When we first started considering foster care, my first concern was about our own kids. How they would handle having “outsiders” in our home… how we would handle taking care of that many kids…
Now, having done a couple stints with respite (caring for foster kids for a few days or a week while their “regular” foster family is traveling or attending to a family emergency), I don’t know how we would do it without them!
It’s not just that we already have all the “stuff” we need (from carseats and boosters to bibs and sippies) – it’ s that, so far, my kids have made foster care at least 10 times easier.
For one thing, we already have mealtime routines and bedtime routines and getting-out-the-door routines in place, and new kids just seem to fall in line with what they see my kids doing.
But far beyond that, I have watched my children share not just their toys, but their coats, their beds, and their “Mommy-Daddy” time for the sake of a couple little visitors they have never met. I have watched them play peek-a-boo and pretend lions and sledding down the stairs – and get much bigger giggles out of our little friends than I could ever get! I have watched our 5-year old pull words out of a super-shy girl who didn’t talk to us for over 24 hours. Even the 2-year old gets in on the action with hand-holding in the parking lot, hugs for teary moments, and fetching toys that drop out of reach from the highchair tray.
I have discovered that my kids are instinctively compassionate, and that they have a strong desire to take care of people smaller than them. I watched both of those things kick in full-force – even when our small visitors were whiny or mad.
I can’t say that foster care is for everyone… or that we are devoting our entire lives to this… or that all kids will do well with foster siblings… or that foster care is easy… or that I even have enough experience to say anything definitive on this topic!
But I can say this: I am super impressed with how my kids have responded, I am more in love with them than ever, and I love how our entire family has pulled together to serve as a team. It is a fun and welcome surprise, and it feels like a family ministry.
I am so used to all of our “individual” roles in the church and volunteering – one of us on the worship team, one of us teaching Sunday school, one of us volunteering at youth group. But finding something that our whole family could do together? I didn’t even think that was an option!
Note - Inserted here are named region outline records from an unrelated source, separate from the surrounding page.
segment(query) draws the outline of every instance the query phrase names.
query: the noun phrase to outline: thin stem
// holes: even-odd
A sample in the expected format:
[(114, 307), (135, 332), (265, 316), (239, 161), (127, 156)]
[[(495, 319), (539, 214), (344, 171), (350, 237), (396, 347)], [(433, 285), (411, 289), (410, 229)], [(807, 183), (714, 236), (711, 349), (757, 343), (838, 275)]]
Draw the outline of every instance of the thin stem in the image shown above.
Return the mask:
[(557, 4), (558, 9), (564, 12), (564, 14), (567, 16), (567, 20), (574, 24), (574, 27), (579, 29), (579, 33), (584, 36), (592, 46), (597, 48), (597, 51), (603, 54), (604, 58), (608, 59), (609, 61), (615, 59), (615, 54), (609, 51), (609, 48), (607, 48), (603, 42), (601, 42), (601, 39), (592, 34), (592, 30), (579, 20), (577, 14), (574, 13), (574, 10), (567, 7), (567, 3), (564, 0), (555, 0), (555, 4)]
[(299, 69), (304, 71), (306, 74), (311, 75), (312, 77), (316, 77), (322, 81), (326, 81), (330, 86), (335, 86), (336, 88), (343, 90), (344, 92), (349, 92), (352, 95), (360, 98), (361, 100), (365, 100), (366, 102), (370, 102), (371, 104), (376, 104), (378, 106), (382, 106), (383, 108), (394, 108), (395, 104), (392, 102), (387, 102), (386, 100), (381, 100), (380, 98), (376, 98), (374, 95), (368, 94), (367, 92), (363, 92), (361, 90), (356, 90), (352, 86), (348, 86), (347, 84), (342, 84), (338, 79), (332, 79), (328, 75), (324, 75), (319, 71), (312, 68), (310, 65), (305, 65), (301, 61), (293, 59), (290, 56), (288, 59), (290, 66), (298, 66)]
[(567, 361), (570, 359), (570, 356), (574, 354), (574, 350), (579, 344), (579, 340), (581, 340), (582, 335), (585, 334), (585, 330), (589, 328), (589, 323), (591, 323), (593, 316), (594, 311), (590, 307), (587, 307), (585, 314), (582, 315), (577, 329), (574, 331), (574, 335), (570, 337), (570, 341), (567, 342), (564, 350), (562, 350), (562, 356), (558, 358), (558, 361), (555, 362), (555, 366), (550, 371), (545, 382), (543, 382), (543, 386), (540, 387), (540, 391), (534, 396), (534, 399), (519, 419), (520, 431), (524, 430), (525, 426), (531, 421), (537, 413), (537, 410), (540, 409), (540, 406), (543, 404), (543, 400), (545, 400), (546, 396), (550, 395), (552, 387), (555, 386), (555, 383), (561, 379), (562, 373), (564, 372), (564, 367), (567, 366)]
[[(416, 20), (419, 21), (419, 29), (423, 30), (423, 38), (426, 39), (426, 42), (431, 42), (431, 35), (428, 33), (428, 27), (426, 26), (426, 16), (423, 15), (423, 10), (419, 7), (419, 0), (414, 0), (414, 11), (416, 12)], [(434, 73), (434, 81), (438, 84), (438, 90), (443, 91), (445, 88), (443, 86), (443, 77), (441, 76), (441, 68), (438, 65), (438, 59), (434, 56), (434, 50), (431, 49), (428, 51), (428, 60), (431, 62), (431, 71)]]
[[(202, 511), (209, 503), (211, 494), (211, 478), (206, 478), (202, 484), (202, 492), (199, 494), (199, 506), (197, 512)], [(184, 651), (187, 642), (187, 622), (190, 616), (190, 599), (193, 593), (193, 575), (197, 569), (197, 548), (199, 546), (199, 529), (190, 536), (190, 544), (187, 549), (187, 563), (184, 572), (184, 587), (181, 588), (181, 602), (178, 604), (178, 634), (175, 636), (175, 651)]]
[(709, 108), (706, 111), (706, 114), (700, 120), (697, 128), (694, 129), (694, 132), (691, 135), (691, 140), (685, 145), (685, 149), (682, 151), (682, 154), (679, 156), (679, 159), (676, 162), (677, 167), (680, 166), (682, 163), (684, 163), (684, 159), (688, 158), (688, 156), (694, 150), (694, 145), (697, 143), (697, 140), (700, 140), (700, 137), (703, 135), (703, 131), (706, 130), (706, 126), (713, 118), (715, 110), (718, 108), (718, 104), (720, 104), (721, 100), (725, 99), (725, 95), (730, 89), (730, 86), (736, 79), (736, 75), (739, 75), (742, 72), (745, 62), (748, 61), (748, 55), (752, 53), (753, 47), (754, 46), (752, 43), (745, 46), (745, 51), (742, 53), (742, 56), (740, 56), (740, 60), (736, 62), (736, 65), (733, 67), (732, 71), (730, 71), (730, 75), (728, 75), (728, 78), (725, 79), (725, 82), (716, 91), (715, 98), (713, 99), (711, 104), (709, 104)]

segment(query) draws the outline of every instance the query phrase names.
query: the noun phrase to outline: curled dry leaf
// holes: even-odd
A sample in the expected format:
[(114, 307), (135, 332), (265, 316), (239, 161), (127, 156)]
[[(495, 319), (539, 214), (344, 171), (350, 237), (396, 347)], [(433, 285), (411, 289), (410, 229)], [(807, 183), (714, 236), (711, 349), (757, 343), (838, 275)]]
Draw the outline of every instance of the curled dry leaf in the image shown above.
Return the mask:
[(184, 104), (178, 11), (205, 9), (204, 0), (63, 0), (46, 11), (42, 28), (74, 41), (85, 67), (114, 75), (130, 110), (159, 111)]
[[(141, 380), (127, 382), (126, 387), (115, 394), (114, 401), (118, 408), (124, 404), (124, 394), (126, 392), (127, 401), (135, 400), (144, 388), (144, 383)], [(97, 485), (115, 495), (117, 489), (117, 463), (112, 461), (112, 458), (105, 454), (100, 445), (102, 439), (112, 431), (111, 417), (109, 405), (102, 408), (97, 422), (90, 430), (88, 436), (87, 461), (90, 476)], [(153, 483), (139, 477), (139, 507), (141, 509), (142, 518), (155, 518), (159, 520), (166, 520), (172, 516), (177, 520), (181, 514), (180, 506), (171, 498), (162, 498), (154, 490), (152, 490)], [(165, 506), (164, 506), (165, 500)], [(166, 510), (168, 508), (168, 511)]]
I’ll leave you with the sweet note that my daughter wrote in her journal shortly after one of our little visitors left (complete with original spelling):
Oncs in my life I got a little girl and my girl was named “H”. H was a foster child. At ferst she did not talk, but in a little bit of days she did. I love H. But soon we had to poot her bach whar she stayed. I hope I see her agen. It was fun having H with us. I cried when she lefed. But now I am very happy. Whood you cry if one of your frinds lefd?
Yes, there is lots of emotional investment in fostering – as you can see from her note. But my kids don’t regret the time we’ve had with these kiddos at all! In fact, they keep asking when someone else will come to stay with us – and if we can keep them longer next time.
So if you have kids – don’t let it stop you from considering foster care! In fact, maybe it should inspire you to do just the opposite.
Thanks for sharing. My family and I are one home inspection away from taking the last step in becoming foster parents. I expect joys and sorrows for our family as we open our hearts and homes. May God continue to bless you and your family as you open your lives to these little ones.